A fortnight ago
I emerged from my longest ever stay as a hospital inpatient, my life having
been saved by our National Health Service. My stay in hospital coloured in my
admiration for the NHS, and those who work in it, so that the abstract
admiration for an institution is now adorned with specific recollections of
caring individuals who helped me back from sepsis.
One aspect of
the hospital experience that could however stand improvement was the food.

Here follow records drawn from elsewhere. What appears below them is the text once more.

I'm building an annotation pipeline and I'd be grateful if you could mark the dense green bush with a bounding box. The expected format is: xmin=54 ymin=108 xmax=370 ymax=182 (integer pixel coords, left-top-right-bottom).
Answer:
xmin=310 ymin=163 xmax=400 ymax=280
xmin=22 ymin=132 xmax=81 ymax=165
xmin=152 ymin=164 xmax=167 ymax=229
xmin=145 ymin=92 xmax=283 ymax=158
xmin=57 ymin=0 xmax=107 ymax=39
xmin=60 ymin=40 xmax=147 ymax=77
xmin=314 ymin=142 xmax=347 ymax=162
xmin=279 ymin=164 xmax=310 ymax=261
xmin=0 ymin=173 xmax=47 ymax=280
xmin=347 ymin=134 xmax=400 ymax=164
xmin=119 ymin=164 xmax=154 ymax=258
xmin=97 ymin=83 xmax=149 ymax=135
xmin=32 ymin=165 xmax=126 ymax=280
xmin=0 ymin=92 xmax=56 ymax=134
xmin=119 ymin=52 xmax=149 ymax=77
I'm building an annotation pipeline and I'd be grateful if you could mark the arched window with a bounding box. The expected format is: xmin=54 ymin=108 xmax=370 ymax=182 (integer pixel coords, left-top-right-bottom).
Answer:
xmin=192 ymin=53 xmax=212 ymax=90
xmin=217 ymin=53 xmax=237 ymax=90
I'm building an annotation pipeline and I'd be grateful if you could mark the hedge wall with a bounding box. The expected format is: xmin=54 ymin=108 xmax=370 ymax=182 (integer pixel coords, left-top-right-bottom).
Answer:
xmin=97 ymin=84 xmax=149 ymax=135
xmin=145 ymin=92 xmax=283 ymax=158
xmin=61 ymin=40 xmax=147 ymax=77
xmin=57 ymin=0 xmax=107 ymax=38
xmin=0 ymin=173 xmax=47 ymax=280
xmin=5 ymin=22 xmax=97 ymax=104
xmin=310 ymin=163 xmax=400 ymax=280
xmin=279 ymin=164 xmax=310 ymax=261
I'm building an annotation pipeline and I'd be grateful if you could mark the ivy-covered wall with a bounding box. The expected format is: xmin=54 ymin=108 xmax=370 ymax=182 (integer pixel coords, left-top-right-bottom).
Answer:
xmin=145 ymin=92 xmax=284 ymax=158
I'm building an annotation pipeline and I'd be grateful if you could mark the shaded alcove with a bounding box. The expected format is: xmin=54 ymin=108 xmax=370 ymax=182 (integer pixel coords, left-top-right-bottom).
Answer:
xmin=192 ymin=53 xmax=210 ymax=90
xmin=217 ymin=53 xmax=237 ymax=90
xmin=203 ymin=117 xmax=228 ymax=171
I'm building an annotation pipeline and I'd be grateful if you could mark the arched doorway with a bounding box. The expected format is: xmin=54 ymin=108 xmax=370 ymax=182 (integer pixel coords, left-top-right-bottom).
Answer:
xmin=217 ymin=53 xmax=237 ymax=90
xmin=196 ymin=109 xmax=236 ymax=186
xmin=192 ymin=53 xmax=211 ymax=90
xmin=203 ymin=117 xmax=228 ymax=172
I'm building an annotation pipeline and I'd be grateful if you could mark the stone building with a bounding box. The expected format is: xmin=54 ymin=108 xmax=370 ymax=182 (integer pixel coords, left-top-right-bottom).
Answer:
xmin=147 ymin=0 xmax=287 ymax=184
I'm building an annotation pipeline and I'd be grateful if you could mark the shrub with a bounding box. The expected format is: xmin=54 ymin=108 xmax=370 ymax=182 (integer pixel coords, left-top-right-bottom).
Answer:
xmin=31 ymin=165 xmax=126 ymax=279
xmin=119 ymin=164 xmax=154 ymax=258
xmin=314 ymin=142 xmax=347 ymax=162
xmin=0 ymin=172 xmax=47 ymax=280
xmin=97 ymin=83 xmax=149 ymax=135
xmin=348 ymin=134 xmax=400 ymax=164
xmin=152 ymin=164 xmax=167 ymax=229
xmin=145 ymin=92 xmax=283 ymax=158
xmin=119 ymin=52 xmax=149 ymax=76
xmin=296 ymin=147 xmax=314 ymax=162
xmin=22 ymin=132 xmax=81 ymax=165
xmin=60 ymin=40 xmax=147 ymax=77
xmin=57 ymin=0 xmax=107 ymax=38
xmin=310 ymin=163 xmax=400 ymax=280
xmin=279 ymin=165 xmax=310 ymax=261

Meals were cheerfully dispensed by staff who were as kind and attentive as any
of their colleagues, but the content of the plates which they had to deliver to
the patients were – more often than not – anything but cheering.
In particular,
I was generally presented with vegetables which had been subject to treatment
the punishment for which ought in all fairness to have been a custodial
sentence. Someone somewhere must be responsible for the decision to boil some
hapless beans to death before sending them on a long journey at the end of
which they will be microwaved just to make sure that they can do no one any
possible good – and someone else must have let a contract to this vegi-sadist.
Since my
current recuperation involves an awful lot of sitting around watching telly I
noted with interest today’s news about the Government’s attempt to enlist
celebrity assistance to improve hospital food. I am not sure that sort of
headline-grabbing is really what is needed – and have read with much more
interest about the work
of the Soil Association in campaigning to improve hospital food. It is
quite obvious that we ought to want to ensure that patients in hospitals (and,
for that matter, staff and visitors) are offered nutritious food which they
will want to eat.
However, this
isn’t just a matter of public health. Catering provision for major public
service institutions, such as hospitals – which are described as “anchor
institutions” by the Centre for Local
Economic Studies because they are “anchored” in local economies – can be
organised in ways which generate and sustain wealth in the communities which
they serve.
This month, the
Health Foundation has published a major
report on the role of the NHS as an anchor institution – showing just how
much more the NHS could be doing to support local economies (and therefore the
health and wellbeing of local people). Locally this approach doesn’t only chime
with the
Council’s economic strategy – it can also contribute to our goal of
becoming a zero-carbon City.
Locally sourced
ingredients won’t clock up “food miles”, and if they are prepared locally be
local people employed on decent pay and conditions (and represented by trade
unions) then the public money which goes to feed hospital patients will also be
recycled in the local economy by staff spending their wages in the City.
And, with a bit
of luck, a day will come when no further crimes of violence will be perpetrated
against leguminous vegetables at the Royal Sussex County Hospital.